Occupational and Environmental Medicine | 2009
Nick Warren; Tim Meijster; Dick Heederik; Erik Tielemans
Objectives: This paper presents a dynamic population-based model for the development of sensitisation and respiratory symptoms in bakery workers. The model simulates a population of individual workers longitudinally and tracks the development of work-related sensitisation and respiratory symptoms in each worker. Methods: The model has three components: a multi-stage disease model describing the development of sensitisation and respiratory symptoms in each worker over time; an exposure model describing occupational exposure to flour dust and allergens; and a basic population model describing the length of a worker’s career in the bakery sector and the influx of new workers.
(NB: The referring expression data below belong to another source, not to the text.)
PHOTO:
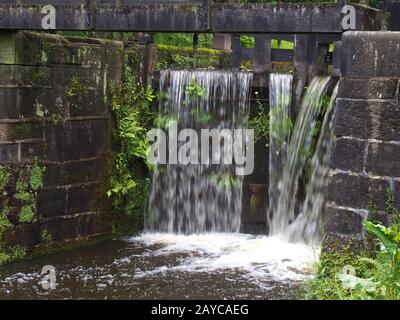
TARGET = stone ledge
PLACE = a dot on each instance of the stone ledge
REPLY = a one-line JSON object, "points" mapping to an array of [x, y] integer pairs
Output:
{"points": [[368, 88], [343, 222], [383, 159], [348, 154], [367, 119], [354, 191], [371, 54]]}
Each worker’s disease state is modelled independently using a discrete time Markov Chain, updated yearly using each individual’s simulated exposure. A Bayesian analysis of data from a recent epidemiological study provided estimates of the yearly transition probabilities between disease states. Results: For non-atopic/non-sensitised workers the estimated probabilities of developing moderate (upper respiratory) symptoms and progression to severe (lower respiratory) symptoms are 0.4% (95% CI 0.3 to 0.5%) and 1.1% (95% CI 0.6 to 1.9%) per mg/m3/year of flour dust, respectively, and approximately twice these for atopic workers. The model predicts that 36% (95% CI 26 to 46%) of workers with severe symptoms are sensitised to wheat and 22% (95% CI 12 to 37%) to α-amylase. The predicted mean latency period for respiratory symptoms was 10.3 years (95% CI 8.3 to 12.3). Conclusions: While the model provides a valuable population-level representation of the mechanisms contributing to respiratory diseases in bakers, it was primarily developed for use in quantitative health impact assessment. Future research will use the model to evaluate a range of workplace interventions, including achievable reductions in exposure and health surveillance. The general methodology is applicable to other diseases such as chronic obstructive pulmonary disease, silicosis and musculoskeletal disorders and could be particularly valuable for forecasting changes in long latency diseases.